Establishment of a long-term hypertrophic scar model by injection of anhydrous alcohol: A rabbit model.

The processes of hypertrophic scar formation are extremely complex, and current animal models have limitations in terms of the complete characterization of lesions. An ideal animal model is indispensable for exploring the complex progression of scar formation to elucidate its pathophysiology and to perform therapeutic testing. This study aimed to establish a long-term, consistent and easily testable animal model by injecting anhydrous alcohol into the dorsal trunk dermis of rabbits. The rabbits were injected with different amounts of anhydrous alcohol. Anhydrous alcohol was infiltrated into the subcutaneous and superficial fascia. The optimal amount of anhydrous alcohol was determined by measuring the area and thickness of the scar. The typical model was established by determining the optimum dosage, and then we analysed the histological characteristics and fibrosis-associated protein expression.

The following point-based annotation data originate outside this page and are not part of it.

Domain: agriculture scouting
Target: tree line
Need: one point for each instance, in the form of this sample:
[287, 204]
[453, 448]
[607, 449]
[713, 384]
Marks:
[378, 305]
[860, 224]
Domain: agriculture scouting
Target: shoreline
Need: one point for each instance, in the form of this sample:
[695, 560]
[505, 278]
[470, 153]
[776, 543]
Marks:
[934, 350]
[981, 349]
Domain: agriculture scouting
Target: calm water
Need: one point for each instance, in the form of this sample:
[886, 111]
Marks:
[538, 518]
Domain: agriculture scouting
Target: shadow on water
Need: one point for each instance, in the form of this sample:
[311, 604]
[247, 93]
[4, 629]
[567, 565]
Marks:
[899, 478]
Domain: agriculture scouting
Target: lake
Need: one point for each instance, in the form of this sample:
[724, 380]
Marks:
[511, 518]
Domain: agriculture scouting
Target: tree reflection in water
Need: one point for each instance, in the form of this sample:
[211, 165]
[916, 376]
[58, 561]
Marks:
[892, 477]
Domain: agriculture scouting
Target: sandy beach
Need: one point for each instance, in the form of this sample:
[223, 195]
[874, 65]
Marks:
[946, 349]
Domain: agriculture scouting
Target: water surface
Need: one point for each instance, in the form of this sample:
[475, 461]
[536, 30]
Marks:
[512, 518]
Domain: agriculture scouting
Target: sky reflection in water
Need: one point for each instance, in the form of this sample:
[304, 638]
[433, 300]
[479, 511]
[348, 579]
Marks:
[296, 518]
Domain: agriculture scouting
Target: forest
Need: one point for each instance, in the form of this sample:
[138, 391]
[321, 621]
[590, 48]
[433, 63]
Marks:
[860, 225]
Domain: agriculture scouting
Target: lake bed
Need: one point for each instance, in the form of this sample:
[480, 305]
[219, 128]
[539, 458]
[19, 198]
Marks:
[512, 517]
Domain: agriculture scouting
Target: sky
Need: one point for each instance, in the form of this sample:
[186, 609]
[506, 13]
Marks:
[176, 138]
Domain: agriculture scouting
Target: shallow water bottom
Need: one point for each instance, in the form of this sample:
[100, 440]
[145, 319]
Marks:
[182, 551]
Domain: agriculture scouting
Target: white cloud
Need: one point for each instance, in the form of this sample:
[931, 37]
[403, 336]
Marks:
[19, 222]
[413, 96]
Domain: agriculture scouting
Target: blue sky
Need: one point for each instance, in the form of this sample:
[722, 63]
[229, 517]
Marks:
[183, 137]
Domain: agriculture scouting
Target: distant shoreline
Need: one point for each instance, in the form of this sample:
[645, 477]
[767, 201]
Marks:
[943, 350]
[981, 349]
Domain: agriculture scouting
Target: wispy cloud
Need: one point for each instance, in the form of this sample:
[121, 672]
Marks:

The dermal scar was generated by treating with 2 ml/kg anhydrous alcohol and displayed histopathologic features that characterize human hypertrophic scarring, including a parallel collagen fibre orientation, dermal and epidermal thickening, broad collagen deposition and the loss of dermal adnexal structures. The expression of fibrotic pan-markers was also enhanced. Moreover, the scar features and duration were compared between the anhydrous alcohol model and the rabbit ear model. Our results show that injecting anhydrous alcohol in the rabbit model thickened the dermal tissue, stimulated dermal fibroproliferation and resulted in hypertrophic scars with protein and histologic features similar to those seen in humans. Taken together, the findings from this study show that our model could be a feasible and useful tool for further research on the pathogenesis of hypertrophic scars.